Tuesday, February 19, 2008

Six Weeks on the "W"

The good news is, my shrinking continues...



I briefly dipped down to below 220 lbs. After a month and a half, I have thus far lost 15 pounds, and am only five pounds away from my goal. THe strange thing is, I've been going to weddings, gorging myself on Shabbat, and going out a lot, so it's not like I've really earned the last few pounds.

In other news, I stepped outside this morning to find this:

Jerusalem got a whole lotta snow dumped on her this morning. It looked like a blizzard out there. Unfortunately, it was immediately followed by rain, which washed away most of the snow, so now we're left with a muddy slush. Still, this California guy is never going to get over the fact that freezing white stuff falls from the sky here.

In relation to my previous post, my book review of "The Accidental Empire," Norman F left a very well-written comment to the post, which I will re-publish below. My own post was more a point by point refutation of author Gorenberg's pseudo-ethical, often myopic, condemnation of Israel's settlement policy. Norman's response sees more of the forest instead of the trees, tying Israel's settlement drive to the ancient desire of the Jewish people to live in their own home, a drive which predates written history and has overcome seemingly impossible barriers. Gorenberg's historical blindness and spiritual numbness to the existance of the Jewish homing instinct leaves a gaping hole in his book which I did not address. Take it away Norman:

I enjoyed your book review. In a sense, Israel's creation was without a plan. The country grew helter skelter, in fits and starts. Everything was just thrown up all over the country and gradually the Yishuv took root and the same process resulted in the development of what might be termed the New Yishuv in the rest of the Land Of Israel after the Six War.


Yet Gershom Gorenberg, I think misses the divine import behind Israel's birth and explosive growth. The land seems to give the Jewish people strength just much as by their deeds they renew and revive it. Its beauty blooms both by human effort and divine blessing.This is a concept quite alien to the Arab Muslim and Western secular mind. In a way as it were, while Israel is a part of history, Israel is also beyond history. The very idea of the Jewish people clinging stubbornly to a small land in a region filled with millions hostile to their very presence, filled with a depth of violent bloodthirsty hatred that leaves one gasping, should be impossible. Yet somehow, they manage to grow and the same time to thrive.

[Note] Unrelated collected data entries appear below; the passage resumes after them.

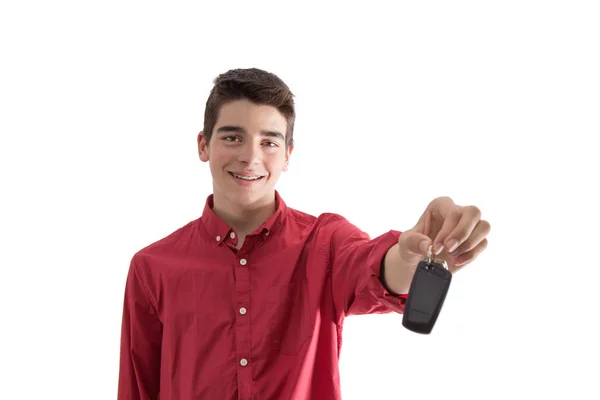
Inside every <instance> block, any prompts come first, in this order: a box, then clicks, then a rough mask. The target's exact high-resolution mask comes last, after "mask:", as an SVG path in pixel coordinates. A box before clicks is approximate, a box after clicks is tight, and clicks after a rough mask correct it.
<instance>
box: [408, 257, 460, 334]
mask: <svg viewBox="0 0 600 400" xmlns="http://www.w3.org/2000/svg"><path fill="white" fill-rule="evenodd" d="M451 281H452V273H451V272H450V271H448V267H447V265H446V261H444V260H435V259H434V260H432V259H431V251H430V252H429V253H428V256H427V259H425V260H423V261H421V262H419V265H418V266H417V270H416V271H415V274H414V276H413V279H412V282H411V285H410V289H409V292H408V297H407V299H406V305H405V308H404V315H403V317H402V325H403V326H404V327H405V328H406V329H408V330H410V331H413V332H416V333H423V334H429V333H431V330H432V329H433V326H434V325H435V321H436V320H437V317H438V315H439V313H440V311H441V309H442V305H443V304H444V300H445V299H446V294H447V293H448V288H449V287H450V282H451Z"/></svg>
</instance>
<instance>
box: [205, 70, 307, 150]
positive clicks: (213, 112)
mask: <svg viewBox="0 0 600 400" xmlns="http://www.w3.org/2000/svg"><path fill="white" fill-rule="evenodd" d="M214 84H215V86H214V87H213V89H212V90H211V92H210V95H209V96H208V100H207V101H206V109H205V110H204V137H205V138H206V142H207V143H210V139H211V137H212V133H213V130H214V128H215V125H216V123H217V119H218V118H219V111H220V109H221V107H222V106H223V105H224V104H226V103H228V102H231V101H235V100H242V99H246V100H249V101H251V102H253V103H256V104H260V105H269V106H273V107H275V108H277V109H278V110H279V112H280V113H281V114H282V115H283V116H284V117H285V119H286V120H287V130H286V133H285V144H286V149H287V148H288V147H293V146H294V122H295V120H296V111H295V108H294V94H293V93H292V92H291V91H290V88H289V87H288V86H287V85H286V84H285V83H284V82H283V81H282V80H281V79H280V78H279V77H278V76H277V75H275V74H273V73H270V72H267V71H263V70H261V69H258V68H247V69H231V70H229V71H227V72H225V73H223V74H221V75H219V76H217V77H216V78H215V80H214Z"/></svg>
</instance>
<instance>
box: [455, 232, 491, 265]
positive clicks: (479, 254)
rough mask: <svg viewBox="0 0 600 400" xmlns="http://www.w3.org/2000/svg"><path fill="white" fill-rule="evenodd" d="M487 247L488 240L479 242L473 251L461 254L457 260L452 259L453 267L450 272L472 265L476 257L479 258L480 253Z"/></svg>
mask: <svg viewBox="0 0 600 400" xmlns="http://www.w3.org/2000/svg"><path fill="white" fill-rule="evenodd" d="M487 246H488V240H487V239H483V240H482V241H481V242H479V244H478V245H477V246H475V248H474V249H472V250H470V251H468V252H466V253H463V254H461V255H460V256H458V257H457V258H453V262H452V264H453V265H454V267H453V271H452V272H456V271H457V270H458V269H460V268H462V267H464V266H465V265H467V264H470V263H472V262H473V261H474V260H475V259H476V258H477V256H479V255H480V254H481V252H482V251H484V250H485V249H486V248H487Z"/></svg>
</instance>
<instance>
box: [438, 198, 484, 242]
mask: <svg viewBox="0 0 600 400" xmlns="http://www.w3.org/2000/svg"><path fill="white" fill-rule="evenodd" d="M461 211H462V214H461V218H460V221H459V222H458V223H457V224H455V225H454V226H453V227H452V228H453V229H450V231H449V232H447V233H446V232H444V233H445V235H444V236H441V235H438V236H439V239H438V238H436V241H435V242H436V243H437V242H440V243H443V244H444V247H445V249H446V251H447V252H448V253H451V252H453V251H455V250H456V248H457V247H458V246H460V245H461V244H462V243H464V242H465V241H466V240H467V239H468V238H469V237H470V236H471V233H472V232H473V230H474V229H475V227H476V226H477V224H478V223H479V221H480V219H481V211H479V208H477V207H475V206H466V207H461Z"/></svg>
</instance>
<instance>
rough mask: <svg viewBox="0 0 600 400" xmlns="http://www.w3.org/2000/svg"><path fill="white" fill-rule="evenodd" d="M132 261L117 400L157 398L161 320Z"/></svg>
mask: <svg viewBox="0 0 600 400" xmlns="http://www.w3.org/2000/svg"><path fill="white" fill-rule="evenodd" d="M147 293H148V292H147V290H146V287H145V285H144V283H143V281H142V280H141V279H140V275H139V271H138V270H137V266H136V264H135V260H132V261H131V265H130V267H129V272H128V275H127V282H126V285H125V299H124V306H123V320H122V327H121V352H120V363H119V382H118V399H119V400H158V398H159V390H160V389H159V386H160V384H159V382H160V348H161V341H162V323H161V322H160V320H159V318H158V315H157V313H156V307H155V306H153V302H152V301H150V299H151V297H150V296H148V294H147Z"/></svg>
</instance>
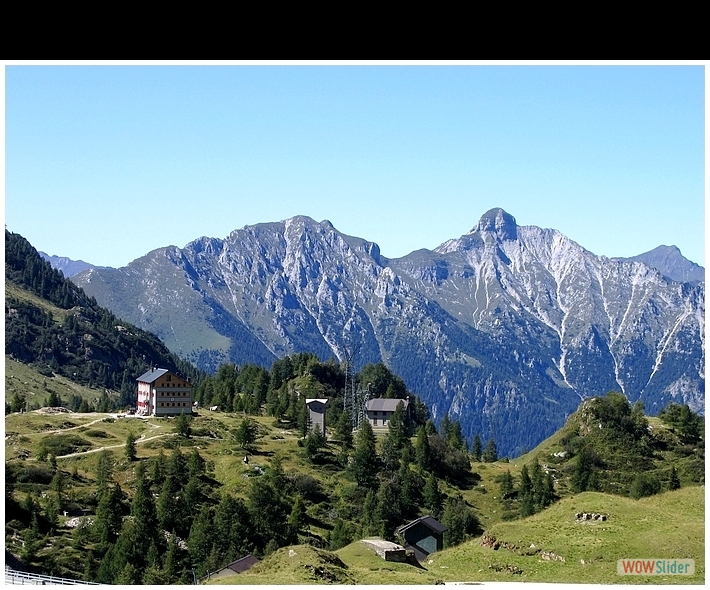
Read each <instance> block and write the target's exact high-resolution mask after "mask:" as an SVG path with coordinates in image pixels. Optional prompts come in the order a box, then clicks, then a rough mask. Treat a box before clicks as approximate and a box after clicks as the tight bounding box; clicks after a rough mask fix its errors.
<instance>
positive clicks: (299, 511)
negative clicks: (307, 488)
mask: <svg viewBox="0 0 710 590" xmlns="http://www.w3.org/2000/svg"><path fill="white" fill-rule="evenodd" d="M307 523H308V515H307V514H306V505H305V503H304V502H303V498H302V497H301V496H300V494H299V495H296V499H295V500H294V502H293V506H292V507H291V514H290V515H289V517H288V526H289V529H290V536H291V538H292V539H297V538H298V533H299V532H300V531H301V529H303V527H304V526H306V524H307Z"/></svg>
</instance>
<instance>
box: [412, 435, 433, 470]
mask: <svg viewBox="0 0 710 590" xmlns="http://www.w3.org/2000/svg"><path fill="white" fill-rule="evenodd" d="M414 456H415V457H416V461H417V465H418V466H419V468H420V469H421V470H422V471H428V470H430V469H431V447H430V446H429V436H428V435H427V431H426V428H424V427H423V426H420V427H419V429H418V430H417V440H416V442H415V443H414Z"/></svg>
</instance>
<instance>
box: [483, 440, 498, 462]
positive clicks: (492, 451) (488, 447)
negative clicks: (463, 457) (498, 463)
mask: <svg viewBox="0 0 710 590" xmlns="http://www.w3.org/2000/svg"><path fill="white" fill-rule="evenodd" d="M482 459H483V461H485V462H486V463H493V462H495V461H497V460H498V449H497V448H496V443H495V441H494V440H493V439H492V438H491V439H489V440H488V442H487V443H486V448H485V450H484V451H483V455H482Z"/></svg>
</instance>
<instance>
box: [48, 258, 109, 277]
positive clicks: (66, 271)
mask: <svg viewBox="0 0 710 590" xmlns="http://www.w3.org/2000/svg"><path fill="white" fill-rule="evenodd" d="M39 255H40V256H41V257H42V258H43V259H44V260H46V261H47V262H49V264H51V265H52V268H54V269H55V270H58V271H61V273H62V274H63V275H64V276H65V277H67V278H69V277H73V276H74V275H78V274H79V273H80V272H83V271H85V270H88V269H90V268H97V267H96V265H94V264H90V263H89V262H84V261H83V260H72V259H71V258H67V257H66V256H50V255H49V254H47V253H45V252H39ZM104 268H105V267H104Z"/></svg>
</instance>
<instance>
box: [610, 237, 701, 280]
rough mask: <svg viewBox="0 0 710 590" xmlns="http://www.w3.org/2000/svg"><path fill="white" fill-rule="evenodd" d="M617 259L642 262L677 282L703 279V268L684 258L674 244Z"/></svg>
mask: <svg viewBox="0 0 710 590" xmlns="http://www.w3.org/2000/svg"><path fill="white" fill-rule="evenodd" d="M617 260H632V261H634V260H635V261H637V262H643V263H644V264H646V265H648V266H650V267H651V268H655V269H656V270H657V271H658V272H660V273H661V274H662V275H663V276H664V277H666V278H667V279H668V280H671V281H676V282H679V283H700V282H704V281H705V269H704V268H703V267H702V266H699V265H697V264H695V263H694V262H691V261H690V260H688V259H687V258H685V257H684V256H683V255H682V254H681V253H680V250H679V249H678V248H676V247H675V246H658V248H654V249H653V250H650V251H649V252H644V253H643V254H639V255H638V256H633V257H631V258H618V259H617Z"/></svg>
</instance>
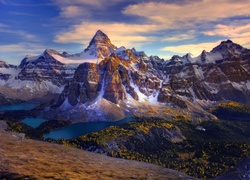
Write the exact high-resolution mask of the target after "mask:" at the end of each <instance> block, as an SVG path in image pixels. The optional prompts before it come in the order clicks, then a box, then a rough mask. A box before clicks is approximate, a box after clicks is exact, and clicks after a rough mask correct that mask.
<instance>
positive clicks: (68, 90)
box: [52, 63, 102, 107]
mask: <svg viewBox="0 0 250 180" xmlns="http://www.w3.org/2000/svg"><path fill="white" fill-rule="evenodd" d="M101 86H102V84H101V74H99V71H98V65H97V64H93V63H84V64H81V65H79V67H78V68H77V69H76V71H75V74H74V77H73V80H72V82H71V83H70V84H68V85H66V86H65V88H64V90H63V92H62V93H61V95H60V96H59V98H58V100H57V101H56V103H55V104H54V105H53V106H52V107H58V106H61V105H62V104H63V102H64V101H65V99H67V100H68V102H69V103H70V105H71V106H75V105H76V104H77V103H82V104H84V103H86V102H88V101H93V100H94V99H95V98H96V97H97V96H98V93H99V91H100V90H101Z"/></svg>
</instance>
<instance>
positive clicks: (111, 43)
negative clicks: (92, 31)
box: [87, 30, 116, 49]
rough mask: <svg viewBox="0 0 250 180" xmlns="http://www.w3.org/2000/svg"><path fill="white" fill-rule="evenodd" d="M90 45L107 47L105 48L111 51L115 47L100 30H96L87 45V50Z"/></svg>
mask: <svg viewBox="0 0 250 180" xmlns="http://www.w3.org/2000/svg"><path fill="white" fill-rule="evenodd" d="M92 45H95V46H98V45H107V46H110V47H112V49H116V47H115V46H114V45H113V44H112V43H111V41H110V39H109V37H108V36H107V35H106V34H105V33H103V32H102V31H101V30H98V31H97V32H96V33H95V35H94V37H93V38H92V40H91V41H90V43H89V46H88V48H89V47H90V46H92ZM88 48H87V49H88Z"/></svg>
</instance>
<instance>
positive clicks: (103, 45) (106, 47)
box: [83, 30, 117, 62]
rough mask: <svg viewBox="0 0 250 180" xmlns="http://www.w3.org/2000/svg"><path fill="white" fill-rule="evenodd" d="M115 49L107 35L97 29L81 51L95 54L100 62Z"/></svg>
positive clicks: (89, 54)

I feel Gershom Gorenberg's book misses this completely. The settlements - or revanants if we want to employ a less loaded term - came about not out of this or that secular policy but because they embody as it were, the naturalness of Jewish life in Israel, that organically grows out of the country's being. More to the point, that naturalness explains why much of the debate about where Jews live - and where they should live - misses the point.


It is rooted in the spirit of the Jewish people and transcends a particular space and claims all of time and the Galut was merely a series of hiccups, not a decisive break in the flow of Jewish history. That is is perhaps the real untold story about the remarkable rebirth of the Jewish people's sovereignty in their own land in our lifetime.